D’un côté, un édifice juridique contraignant qui fixe le taux d’inflation toléré, plafonne le déficit budgétaire, limite l’endettement public — les fameux « critères de convergence » —, et voue aux gémonies les pays qui contreviendraient à la « loi » ; de l’autre, un volet social qui dépend des États. À charge pour eux de faire encore du social, si le cœur leur en dit, sous une chape de plomb économique et budgétaire. Même technique, même punition, les 28 et 29 juin à Bruxelles. Notre pacte ne modifie en rien le fameux traité « Merkozy », qui enjoint aux États une discipline budgétaire qu’ils ont même vocation à inscrire dans leur Constitution. C’est la fameuse « règle d’or », qui n’est ni abandonnée ni même modifiée. C’est-à-dire que l’on a fait un pas de plus vers un système de pilotage automatique des politiques budgétaires.

Les peuples n’auront plus guère le pouvoir de choisir une autre voie que celle de l’austérité. Et si l’on continue comme ça, ils n’auront d’ailleurs bientôt plus de pouvoir du tout.
On en revient à ce que les Français avaient rejeté en 2005 : une option néolibérale inscrite comme une fatalité dans notre destin commun. Ne craignons pas de le dire, les communicants nous enfument gentiment. Comme au lendemain de Maastricht, en 1992, ils introduisent une confusion coupable entre ce qui relève de la mise en place d’un système (ça, c’est pour le budget, les contraintes qui pèsent sur les peuples ; on connaît la chanson, et on en prend pour perpétuité !), et un geste conjoncturel (voilà notre pacte de croissance !) qui consiste, de façon presque dérogatoire, à injecter des fonds pour aider les banques en difficulté.

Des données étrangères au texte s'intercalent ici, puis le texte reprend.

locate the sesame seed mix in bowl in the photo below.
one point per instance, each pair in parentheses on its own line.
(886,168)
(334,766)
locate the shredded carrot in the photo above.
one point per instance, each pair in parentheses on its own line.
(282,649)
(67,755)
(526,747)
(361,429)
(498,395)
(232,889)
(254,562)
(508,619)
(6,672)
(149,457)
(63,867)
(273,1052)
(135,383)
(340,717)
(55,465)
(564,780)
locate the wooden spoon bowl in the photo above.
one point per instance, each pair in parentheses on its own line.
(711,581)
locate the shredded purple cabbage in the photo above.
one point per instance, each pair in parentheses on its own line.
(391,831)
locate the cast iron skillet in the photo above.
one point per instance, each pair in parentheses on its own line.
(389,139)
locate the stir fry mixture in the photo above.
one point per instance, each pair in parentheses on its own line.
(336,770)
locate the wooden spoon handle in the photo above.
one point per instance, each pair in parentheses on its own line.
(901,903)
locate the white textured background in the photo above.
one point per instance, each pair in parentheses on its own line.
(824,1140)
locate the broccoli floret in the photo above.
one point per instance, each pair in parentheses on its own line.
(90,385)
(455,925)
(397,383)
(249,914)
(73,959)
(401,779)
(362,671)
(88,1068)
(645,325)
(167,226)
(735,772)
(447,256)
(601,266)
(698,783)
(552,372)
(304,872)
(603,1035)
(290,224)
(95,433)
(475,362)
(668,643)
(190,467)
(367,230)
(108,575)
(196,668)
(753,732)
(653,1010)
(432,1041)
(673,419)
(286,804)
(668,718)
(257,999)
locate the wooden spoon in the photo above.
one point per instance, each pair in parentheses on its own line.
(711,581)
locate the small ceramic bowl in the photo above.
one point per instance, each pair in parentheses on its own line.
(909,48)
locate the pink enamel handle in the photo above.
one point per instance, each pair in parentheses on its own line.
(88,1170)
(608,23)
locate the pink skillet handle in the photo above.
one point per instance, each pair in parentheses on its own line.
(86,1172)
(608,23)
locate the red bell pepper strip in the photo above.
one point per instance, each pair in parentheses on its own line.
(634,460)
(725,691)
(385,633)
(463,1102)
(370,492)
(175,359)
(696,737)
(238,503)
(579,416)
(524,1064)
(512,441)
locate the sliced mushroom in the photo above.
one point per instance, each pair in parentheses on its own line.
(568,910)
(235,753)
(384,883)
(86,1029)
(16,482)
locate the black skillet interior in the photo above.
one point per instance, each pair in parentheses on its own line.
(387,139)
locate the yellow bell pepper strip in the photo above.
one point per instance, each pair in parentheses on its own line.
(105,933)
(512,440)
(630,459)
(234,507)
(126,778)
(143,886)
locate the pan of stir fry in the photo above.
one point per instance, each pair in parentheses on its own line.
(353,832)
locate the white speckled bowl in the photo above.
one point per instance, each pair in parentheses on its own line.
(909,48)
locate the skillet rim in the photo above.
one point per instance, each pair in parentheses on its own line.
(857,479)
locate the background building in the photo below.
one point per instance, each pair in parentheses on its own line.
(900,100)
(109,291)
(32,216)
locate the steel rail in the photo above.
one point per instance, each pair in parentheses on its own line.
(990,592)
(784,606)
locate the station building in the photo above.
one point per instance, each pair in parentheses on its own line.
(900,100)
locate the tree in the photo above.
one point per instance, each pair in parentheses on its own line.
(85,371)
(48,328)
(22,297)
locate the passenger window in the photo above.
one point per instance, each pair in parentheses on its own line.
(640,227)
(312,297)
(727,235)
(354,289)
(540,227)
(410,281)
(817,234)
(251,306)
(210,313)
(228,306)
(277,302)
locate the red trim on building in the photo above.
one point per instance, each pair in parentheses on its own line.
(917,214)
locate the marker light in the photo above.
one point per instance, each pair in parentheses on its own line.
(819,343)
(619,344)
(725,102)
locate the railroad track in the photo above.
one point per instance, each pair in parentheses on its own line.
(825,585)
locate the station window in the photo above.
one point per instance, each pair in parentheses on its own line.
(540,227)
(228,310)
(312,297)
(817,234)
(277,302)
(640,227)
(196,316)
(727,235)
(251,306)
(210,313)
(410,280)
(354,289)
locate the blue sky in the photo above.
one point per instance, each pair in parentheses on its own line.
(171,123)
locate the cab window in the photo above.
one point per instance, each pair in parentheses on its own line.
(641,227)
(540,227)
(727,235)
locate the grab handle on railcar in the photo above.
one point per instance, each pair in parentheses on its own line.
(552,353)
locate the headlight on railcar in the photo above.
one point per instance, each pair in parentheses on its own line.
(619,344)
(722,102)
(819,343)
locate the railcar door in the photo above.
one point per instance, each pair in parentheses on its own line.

Rien ne dit en effet que cette mesure sera reconduite ne serait-ce qu’une seule fois. En échange de ce qui a été présenté comme une importante concession de la chancelière, celle-ci a avancé ses pions dans la voie d’une « union bancaire » sous l’autorité réaffirmée et consolidée de la Banque centrale européenne. C’est-à-dire d’une institution qui n’a aucune légitimité démocratique. Et on a évidemment soigneusement évité de remettre en cause le catéchisme qui interdit à la BCE de prêter directement aux États en usant de savantes stratégies de « contournement » que nos spécialistes expliquent dans les pages qui suivent. Au total, comme l’ont noté les syndicats européens, « les mesures envisagées sont loin d’assurer une stabilisation de la monnaie, la relance de l’économie et la baisse du chômage ». C’est même le moins que l’on puisse dire



Et on en revient à notre question initiale : par quel effet de magie, les « observateurs », comme l’on dit, ont-ils vu dans cette histoire un triomphe de la position française ? Freud aurait probablement fait une réponse inquiétante : car le déni de réalité, c’est le début de la psychose. Sommes-nous donc victimes d’une psychose collective ? Ou bien sommes-nous à ce point intoxiqués par la culture néolibérale que « rassurer les marchés » est devenu notre seule obsession ? Même pour les journalistes, un sommet réussi serait un sommet qui rassure les marchés. À moins — hypothèse humaine — que nous n’ayons pas envie de critiquer trop vite et trop méchamment François Hollande, dont nous avons tant souhaité la victoire contre Nicolas Sarkozy. Une faiblesse que nous ne sommes pas loin de partager. Mais l’indulgence cesse et l’illusion se dissipe quand les conséquences du « sommet européen victorieux » deviennent des mesures d’austérité dans le discours de politique générale de Jean-Marc Ayrault. Brusquement, nous cessons alors de prendre les enfants du Bon Dieu pour des canards sauvages.